Fußball in Fukushima: Mit dem Geigerzähler zum Spiel

Zwei Jahre nach der Atomkatastrophe von Fukushima kämpfen die Menschen in der Gegend weiter um Normalität. Die Angst vor den unbekannten Gefahren schreckt viele Eltern davor ab, ihre Kinder auf die Sportplätze zu lassen.

Masaki Moriyama weiß noch nicht, ob er sich freuen darf. Gerade hat der zwölfjährige Torwart zwei Bälle reingelassen, die haltbar gewesen wären. Seine Mannschaft, der Nihonmatsu FC, hat das erste Turnierspiel verloren. Aber noch sei nicht alles dahin, muntert ihn sein Trainer auf. „Jungs, in zwei Runden seid ihr wieder dran“, sagt er den Kindern, die zwischen Sporttaschen auf dem Boden sitzen. Masaki sitzt etwas abseits, nicht nur, weil er sich für die Niederlage verantwortlich fühlt. Ein wenig auch deshalb, weil er seine Mitspieler nicht gut kennt. Vor nicht allzu langer Zeit spielte er noch in einer anderen Mannschaft. „Aber ich freue mich schon, wieder auf den Platz zu dürfen“, sagt er dann leise.
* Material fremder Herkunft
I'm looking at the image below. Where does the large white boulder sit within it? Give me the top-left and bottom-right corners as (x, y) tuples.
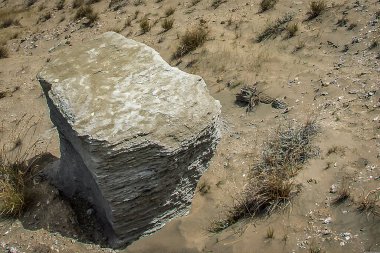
(37, 32), (221, 247)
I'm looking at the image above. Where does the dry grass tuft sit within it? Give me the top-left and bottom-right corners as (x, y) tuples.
(0, 117), (42, 216)
(307, 0), (327, 20)
(55, 0), (65, 10)
(72, 0), (84, 9)
(74, 5), (99, 26)
(211, 0), (227, 9)
(260, 0), (278, 12)
(256, 13), (293, 43)
(165, 7), (175, 17)
(209, 120), (319, 232)
(0, 46), (9, 59)
(285, 23), (298, 38)
(189, 0), (202, 7)
(161, 18), (174, 32)
(332, 177), (351, 205)
(172, 26), (208, 59)
(356, 187), (380, 216)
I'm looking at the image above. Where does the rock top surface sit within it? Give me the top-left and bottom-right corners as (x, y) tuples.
(37, 32), (221, 247)
(38, 32), (220, 148)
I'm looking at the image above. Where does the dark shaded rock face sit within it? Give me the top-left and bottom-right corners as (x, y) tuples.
(37, 32), (220, 247)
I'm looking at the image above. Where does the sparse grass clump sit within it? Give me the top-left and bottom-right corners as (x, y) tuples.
(140, 17), (152, 34)
(260, 0), (278, 12)
(74, 5), (99, 25)
(56, 0), (65, 10)
(209, 120), (319, 232)
(285, 23), (298, 38)
(332, 177), (351, 205)
(0, 17), (20, 28)
(368, 40), (379, 50)
(356, 187), (380, 216)
(266, 227), (274, 239)
(0, 46), (9, 59)
(25, 0), (37, 7)
(165, 7), (175, 17)
(133, 0), (145, 6)
(211, 0), (227, 9)
(190, 0), (202, 7)
(308, 0), (327, 20)
(0, 117), (44, 217)
(161, 18), (174, 31)
(256, 13), (293, 43)
(172, 26), (208, 59)
(0, 155), (27, 216)
(87, 0), (101, 4)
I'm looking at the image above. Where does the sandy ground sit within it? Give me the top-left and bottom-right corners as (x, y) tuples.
(0, 0), (380, 253)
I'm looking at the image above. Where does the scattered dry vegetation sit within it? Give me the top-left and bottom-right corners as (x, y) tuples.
(308, 0), (327, 20)
(209, 120), (319, 232)
(190, 0), (202, 7)
(285, 23), (298, 38)
(161, 18), (174, 31)
(266, 227), (274, 239)
(256, 13), (293, 43)
(260, 0), (278, 12)
(140, 17), (152, 34)
(74, 5), (99, 25)
(72, 0), (84, 9)
(211, 0), (227, 9)
(332, 177), (351, 205)
(165, 7), (175, 17)
(356, 187), (380, 216)
(56, 0), (65, 10)
(25, 0), (37, 7)
(0, 116), (41, 216)
(0, 46), (9, 59)
(172, 26), (208, 59)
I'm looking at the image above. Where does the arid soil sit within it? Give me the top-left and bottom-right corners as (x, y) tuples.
(0, 0), (380, 253)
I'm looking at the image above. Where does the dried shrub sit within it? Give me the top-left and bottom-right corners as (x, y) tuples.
(285, 23), (298, 38)
(209, 120), (319, 232)
(307, 0), (327, 20)
(25, 0), (37, 7)
(266, 227), (274, 239)
(55, 0), (65, 10)
(133, 0), (145, 6)
(256, 13), (293, 42)
(108, 0), (129, 11)
(0, 46), (9, 59)
(140, 17), (152, 34)
(87, 0), (101, 4)
(260, 0), (278, 12)
(189, 0), (202, 7)
(332, 177), (351, 205)
(356, 187), (380, 216)
(211, 0), (227, 9)
(74, 5), (99, 25)
(0, 116), (42, 216)
(0, 17), (20, 28)
(161, 18), (174, 31)
(172, 26), (208, 59)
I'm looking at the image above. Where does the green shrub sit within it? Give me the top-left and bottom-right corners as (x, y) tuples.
(260, 0), (278, 12)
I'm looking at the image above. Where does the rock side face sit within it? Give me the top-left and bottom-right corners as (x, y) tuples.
(37, 32), (221, 247)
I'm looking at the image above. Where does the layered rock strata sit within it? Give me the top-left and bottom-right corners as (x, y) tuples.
(37, 32), (221, 247)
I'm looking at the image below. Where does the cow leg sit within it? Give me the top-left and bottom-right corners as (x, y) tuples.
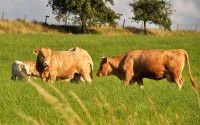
(49, 71), (57, 83)
(125, 70), (134, 85)
(174, 73), (183, 90)
(137, 79), (144, 89)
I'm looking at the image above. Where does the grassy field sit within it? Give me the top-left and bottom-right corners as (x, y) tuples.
(0, 34), (200, 125)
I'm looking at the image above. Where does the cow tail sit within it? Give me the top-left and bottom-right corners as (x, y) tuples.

Mehr als zwei Jahre durften Nachwuchsfußballer wie Masaki Moriyama in der Gegend um Fukushima nicht unter freiem Himmel spielen. Zu hoch ist die radioaktive Strahlung seit der größten Katastrophe der Nachkriegszeit gewesen. Am 11. März 2011 bebte zunächst die Erde mit der Stärke 9,0. Kurz darauf trug der Pazifische Ozean bis zu 23 Meter hohe Wellen an die Küste. Ganze Dörfer wurden weggespült, und durch die Wucht des Tsunamis folgte auch noch ein Reaktorunglück. Die „dreifache Katastrophe“, wie diese dunklen Tage genannt werden, hat alle erwischt. Fast 16.000 Tote gab es, mehr als 2700 Personen gelten bis heute als vermisst. 315.000 Menschen im Umkreis von 40 Kilometern mussten umsiedeln, auch Masaki.

Die Auswirkungen machen sich auch jenseits dieses Radius bemerkbar, in allen Lebenslagen. So etwa in Fukushima-Stadt, 60 Kilometer entfernt vom havarierten Kraftwerk, wo sich im Tal radioaktive Wolken aufstauen und seither sportliche Aktivitäten stark eingeschränkt sind. „Bis vor kurzem konnte man kaum rausgehen“, sagt der Mexikaner Juan Saldivar am Rand des Spielfelds. Er ist vor acht Jahren nach Fukushima gekommen, sollte hier eigentlich Profifußballer werden, doch der Verein, bei dem er anheuerte, schaffte den entscheidenden Aufstieg nicht. Heute arbeitet er als Lehrer und verschreibt sich der Nachwuchsförderung, besonders seit dem März 2011. Erst allmählich merkt er, wie groß diese Aufgabe ist.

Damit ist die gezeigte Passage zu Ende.